The Islamic Republic President Hassan Rouhani has responded to his critics who have accused him of not fulfilling his promises, saying Iran is at war.
"Some complain that the government has not been able to fulfill the promises that it made in the first term. However, we made those promises in conditions of peace, and then we entered a war that we did not start," Rouhani maintained.
Speaking on Monday, December 30, at the ceremony marking National Petrochemical Industry Day, President Hassan Rouhani accused his critics of "petty meddling," and issuing "useless orders."
Furthermore, Rouhani insisted that the tone and manner of his administration in the current year are the same as they were two years ago.
During his first presidential campaigns in 2013, Rouhani tabled 46 promises and vowed to address Iran's domestic and foreign problems within 100 days.
In the first months of his presidency, the University of Toronto in Canada launched the "Rouhani Meter" website to weigh his 100-Day promises. Nevertheless, Rouhani's government immediately blocked the website in Iran.
According to Rouhani Meter, most of the promises tabled by him have not been fulfilled, including removing the police state dominating the country's universities, decreasing inflation, improving the job market to reduce unemployment, and ending ethnic discrimination.
Highlighting Washington's sanctions imposed on the Islamic Republic as an excuse for his broken promises, Rouhani reiterated, "Since the year 1397 (2018), the enemies have waged a fully-fledged economic war against Iran, in which they have so far been unsuccessful."
The contradiction in blaming U.S. sanctions for shortcomings and saying at the same time they are not effective, is often heard from Iranian officials. Another issue is unfulfilled promises that have little to do with the economy; such as preventing all sorts of illegal acts by police and security forces.

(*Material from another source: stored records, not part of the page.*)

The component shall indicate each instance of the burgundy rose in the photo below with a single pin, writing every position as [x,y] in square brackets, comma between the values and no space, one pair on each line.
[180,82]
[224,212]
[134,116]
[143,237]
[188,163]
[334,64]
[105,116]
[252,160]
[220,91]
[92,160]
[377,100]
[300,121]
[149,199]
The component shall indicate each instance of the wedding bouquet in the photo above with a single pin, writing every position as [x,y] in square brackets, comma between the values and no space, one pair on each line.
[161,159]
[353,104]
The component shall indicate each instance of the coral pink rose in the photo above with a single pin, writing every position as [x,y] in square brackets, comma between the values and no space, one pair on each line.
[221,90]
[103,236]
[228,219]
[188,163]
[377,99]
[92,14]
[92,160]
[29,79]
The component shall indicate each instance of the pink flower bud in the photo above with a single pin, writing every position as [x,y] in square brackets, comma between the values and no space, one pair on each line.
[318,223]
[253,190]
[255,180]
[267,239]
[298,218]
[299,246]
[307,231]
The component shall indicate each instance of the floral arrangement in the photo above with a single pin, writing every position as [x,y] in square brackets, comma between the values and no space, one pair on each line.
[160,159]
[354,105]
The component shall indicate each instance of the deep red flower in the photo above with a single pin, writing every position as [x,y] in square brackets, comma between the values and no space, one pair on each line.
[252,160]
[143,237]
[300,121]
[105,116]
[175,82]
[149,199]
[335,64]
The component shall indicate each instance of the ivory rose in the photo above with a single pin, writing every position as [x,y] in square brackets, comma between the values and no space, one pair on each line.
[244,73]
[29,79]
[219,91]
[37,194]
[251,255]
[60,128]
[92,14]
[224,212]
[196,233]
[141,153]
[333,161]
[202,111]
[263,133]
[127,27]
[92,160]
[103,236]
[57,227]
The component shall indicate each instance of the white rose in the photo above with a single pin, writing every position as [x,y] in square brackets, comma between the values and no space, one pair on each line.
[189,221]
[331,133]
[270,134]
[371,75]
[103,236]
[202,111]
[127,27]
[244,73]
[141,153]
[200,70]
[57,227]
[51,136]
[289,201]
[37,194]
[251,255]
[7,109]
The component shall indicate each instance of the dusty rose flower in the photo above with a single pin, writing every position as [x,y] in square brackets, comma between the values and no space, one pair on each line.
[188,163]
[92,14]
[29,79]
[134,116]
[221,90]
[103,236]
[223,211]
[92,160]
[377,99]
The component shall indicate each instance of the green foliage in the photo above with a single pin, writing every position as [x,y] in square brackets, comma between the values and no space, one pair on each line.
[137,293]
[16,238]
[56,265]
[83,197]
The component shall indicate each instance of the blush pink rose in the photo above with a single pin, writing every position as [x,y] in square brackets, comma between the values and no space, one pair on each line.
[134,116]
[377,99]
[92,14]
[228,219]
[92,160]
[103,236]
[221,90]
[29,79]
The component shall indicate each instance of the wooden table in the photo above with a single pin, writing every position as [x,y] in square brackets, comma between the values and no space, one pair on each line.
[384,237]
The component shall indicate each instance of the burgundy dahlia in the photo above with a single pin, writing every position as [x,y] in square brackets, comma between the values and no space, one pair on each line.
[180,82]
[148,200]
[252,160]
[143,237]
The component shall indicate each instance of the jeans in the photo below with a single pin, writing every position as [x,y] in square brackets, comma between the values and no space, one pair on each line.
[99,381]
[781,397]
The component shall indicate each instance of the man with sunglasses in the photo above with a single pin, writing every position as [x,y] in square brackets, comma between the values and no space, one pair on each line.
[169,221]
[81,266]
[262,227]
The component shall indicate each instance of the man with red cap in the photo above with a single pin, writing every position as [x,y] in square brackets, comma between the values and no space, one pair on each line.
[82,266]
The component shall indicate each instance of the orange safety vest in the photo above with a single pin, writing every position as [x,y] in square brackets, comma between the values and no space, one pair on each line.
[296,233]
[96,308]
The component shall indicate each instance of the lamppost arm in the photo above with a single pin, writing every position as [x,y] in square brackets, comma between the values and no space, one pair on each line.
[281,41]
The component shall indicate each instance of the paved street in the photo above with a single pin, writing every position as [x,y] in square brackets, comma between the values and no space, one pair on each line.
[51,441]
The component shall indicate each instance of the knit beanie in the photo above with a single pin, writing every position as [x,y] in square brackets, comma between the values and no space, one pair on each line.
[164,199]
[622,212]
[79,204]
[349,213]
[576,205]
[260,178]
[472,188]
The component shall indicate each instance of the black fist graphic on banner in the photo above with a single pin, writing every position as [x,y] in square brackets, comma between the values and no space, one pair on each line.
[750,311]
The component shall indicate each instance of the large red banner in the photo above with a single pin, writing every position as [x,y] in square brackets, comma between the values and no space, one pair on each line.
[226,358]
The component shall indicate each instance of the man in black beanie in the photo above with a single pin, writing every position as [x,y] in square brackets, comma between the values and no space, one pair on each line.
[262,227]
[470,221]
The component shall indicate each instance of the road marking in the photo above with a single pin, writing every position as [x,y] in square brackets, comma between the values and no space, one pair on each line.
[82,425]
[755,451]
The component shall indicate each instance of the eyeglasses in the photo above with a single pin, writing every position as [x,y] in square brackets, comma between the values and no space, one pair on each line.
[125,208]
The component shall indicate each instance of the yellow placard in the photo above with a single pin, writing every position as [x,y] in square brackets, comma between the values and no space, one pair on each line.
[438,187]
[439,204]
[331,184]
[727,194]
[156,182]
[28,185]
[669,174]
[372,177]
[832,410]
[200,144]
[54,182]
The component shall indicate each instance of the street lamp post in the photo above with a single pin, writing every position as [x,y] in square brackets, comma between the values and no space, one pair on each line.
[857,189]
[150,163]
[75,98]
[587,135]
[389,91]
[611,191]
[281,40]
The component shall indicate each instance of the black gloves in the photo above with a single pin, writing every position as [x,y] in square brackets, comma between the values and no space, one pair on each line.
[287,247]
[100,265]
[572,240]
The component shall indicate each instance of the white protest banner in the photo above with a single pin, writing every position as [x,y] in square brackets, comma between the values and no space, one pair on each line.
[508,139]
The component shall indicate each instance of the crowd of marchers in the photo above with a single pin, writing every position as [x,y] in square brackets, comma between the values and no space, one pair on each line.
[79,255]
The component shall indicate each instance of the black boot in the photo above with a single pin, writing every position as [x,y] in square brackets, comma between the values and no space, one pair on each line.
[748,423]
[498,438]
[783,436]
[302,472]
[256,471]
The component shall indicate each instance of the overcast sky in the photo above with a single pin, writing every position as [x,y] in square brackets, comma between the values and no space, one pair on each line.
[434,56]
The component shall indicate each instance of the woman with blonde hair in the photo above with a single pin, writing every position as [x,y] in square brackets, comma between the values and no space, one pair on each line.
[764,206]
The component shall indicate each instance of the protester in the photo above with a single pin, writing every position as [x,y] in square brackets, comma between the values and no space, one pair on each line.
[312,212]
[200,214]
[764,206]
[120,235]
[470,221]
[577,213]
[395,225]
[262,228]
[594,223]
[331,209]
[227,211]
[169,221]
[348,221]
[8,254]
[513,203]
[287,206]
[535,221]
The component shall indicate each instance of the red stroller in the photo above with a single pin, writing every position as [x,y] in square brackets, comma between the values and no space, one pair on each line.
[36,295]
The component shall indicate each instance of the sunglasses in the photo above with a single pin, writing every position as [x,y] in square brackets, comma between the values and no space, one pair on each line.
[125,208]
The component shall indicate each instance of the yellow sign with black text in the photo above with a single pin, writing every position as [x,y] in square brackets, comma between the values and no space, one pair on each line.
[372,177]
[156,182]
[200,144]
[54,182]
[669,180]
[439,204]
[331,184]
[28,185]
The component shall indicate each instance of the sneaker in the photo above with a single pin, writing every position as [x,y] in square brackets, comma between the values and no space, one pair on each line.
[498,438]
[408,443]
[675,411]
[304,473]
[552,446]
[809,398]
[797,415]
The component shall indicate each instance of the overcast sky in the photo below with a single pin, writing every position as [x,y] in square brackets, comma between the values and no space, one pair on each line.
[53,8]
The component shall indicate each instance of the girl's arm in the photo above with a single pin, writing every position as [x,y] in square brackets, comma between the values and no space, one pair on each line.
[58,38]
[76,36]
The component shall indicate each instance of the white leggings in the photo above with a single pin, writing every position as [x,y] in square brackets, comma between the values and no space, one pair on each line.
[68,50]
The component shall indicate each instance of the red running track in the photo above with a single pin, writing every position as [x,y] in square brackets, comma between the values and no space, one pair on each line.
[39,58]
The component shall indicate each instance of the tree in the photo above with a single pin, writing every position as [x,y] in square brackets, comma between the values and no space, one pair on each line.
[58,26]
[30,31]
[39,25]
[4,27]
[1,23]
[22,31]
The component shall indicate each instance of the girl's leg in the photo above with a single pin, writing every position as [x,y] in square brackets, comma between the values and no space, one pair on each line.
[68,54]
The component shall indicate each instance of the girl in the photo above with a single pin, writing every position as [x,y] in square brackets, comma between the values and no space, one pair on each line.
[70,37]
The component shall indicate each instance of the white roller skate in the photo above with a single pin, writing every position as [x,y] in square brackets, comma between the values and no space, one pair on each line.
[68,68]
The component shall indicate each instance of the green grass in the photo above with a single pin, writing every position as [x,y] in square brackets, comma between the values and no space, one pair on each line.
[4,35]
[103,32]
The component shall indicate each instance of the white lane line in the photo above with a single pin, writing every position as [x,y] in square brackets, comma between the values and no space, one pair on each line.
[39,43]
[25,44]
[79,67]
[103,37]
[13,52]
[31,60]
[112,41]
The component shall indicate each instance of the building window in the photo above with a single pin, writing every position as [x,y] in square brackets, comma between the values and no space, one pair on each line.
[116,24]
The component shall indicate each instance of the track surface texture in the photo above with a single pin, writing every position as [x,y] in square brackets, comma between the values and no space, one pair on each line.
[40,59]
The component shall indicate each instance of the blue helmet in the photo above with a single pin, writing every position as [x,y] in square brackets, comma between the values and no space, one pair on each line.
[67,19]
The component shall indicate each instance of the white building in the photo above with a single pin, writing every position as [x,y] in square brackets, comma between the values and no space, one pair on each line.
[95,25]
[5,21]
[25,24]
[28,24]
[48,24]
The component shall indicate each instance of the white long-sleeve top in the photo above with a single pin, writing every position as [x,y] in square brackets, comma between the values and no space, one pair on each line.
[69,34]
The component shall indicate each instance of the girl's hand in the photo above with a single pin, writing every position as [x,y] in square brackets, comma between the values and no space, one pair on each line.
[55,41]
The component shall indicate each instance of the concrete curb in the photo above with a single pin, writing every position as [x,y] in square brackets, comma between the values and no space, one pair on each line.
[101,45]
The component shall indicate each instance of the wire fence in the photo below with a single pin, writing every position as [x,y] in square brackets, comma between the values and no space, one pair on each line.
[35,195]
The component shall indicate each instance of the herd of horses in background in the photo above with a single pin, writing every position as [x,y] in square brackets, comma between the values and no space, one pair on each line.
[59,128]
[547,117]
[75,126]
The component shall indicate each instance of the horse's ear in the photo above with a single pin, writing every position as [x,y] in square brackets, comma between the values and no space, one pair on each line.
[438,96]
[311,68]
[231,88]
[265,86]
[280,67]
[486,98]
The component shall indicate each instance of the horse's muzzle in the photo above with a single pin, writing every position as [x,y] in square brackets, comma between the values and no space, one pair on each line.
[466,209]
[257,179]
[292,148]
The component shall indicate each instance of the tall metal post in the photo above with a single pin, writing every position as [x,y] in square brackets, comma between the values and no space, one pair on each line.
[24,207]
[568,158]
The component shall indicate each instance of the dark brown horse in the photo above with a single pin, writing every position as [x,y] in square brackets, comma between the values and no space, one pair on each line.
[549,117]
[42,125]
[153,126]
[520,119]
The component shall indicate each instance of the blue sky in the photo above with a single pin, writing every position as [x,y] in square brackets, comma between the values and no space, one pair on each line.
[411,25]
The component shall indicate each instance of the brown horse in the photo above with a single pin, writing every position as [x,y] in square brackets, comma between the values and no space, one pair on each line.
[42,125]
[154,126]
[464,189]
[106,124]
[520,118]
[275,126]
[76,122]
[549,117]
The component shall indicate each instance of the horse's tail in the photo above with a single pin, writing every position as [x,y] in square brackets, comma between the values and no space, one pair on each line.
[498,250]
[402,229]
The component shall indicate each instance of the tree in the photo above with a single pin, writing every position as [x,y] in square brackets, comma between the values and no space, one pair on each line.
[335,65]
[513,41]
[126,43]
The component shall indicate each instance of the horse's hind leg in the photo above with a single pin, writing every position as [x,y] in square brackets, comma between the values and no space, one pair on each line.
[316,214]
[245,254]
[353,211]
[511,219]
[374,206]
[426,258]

Moreover, he claimed without elaboration that Tehran did not start the "war," and even avoided making excuses for the enemies to begin a conflict.
Nonetheless, critics insist that Tehran's regional policies, such as "exporting revolution," and "eliminating Israel" has led to a confrontation between Iran and the U.S.
Rouhani also claimed that his administration has succeeded in controlling inflation.
"Being able to harness somehow the severe inflation that had begun since the end of last year means that the enemies have been unsuccessful in advancing their goals," Rouhanui maintained.
Nonetheless, the Statistical Center of Iran announced on December 22 that the annual inflation rate in the country has reached 40%.
Washington has repeatedly insisted that its sanctions imposed on Tehran are aimed at changing the Islamic Republic's behavior, and bringing it back to the negotiating table.
Iran has reiterated that under the current condition, it will never relent to a new round of talks with Washington.
Meanwhile, Brian Hook, the U.S. Special Representative for Iran and Senior Policy Advisor to Secretary of State Mike Pompeo, says that the Islamic Republic's economy is collapsing, and soon Tehran will be forced to print more money to pay public servants.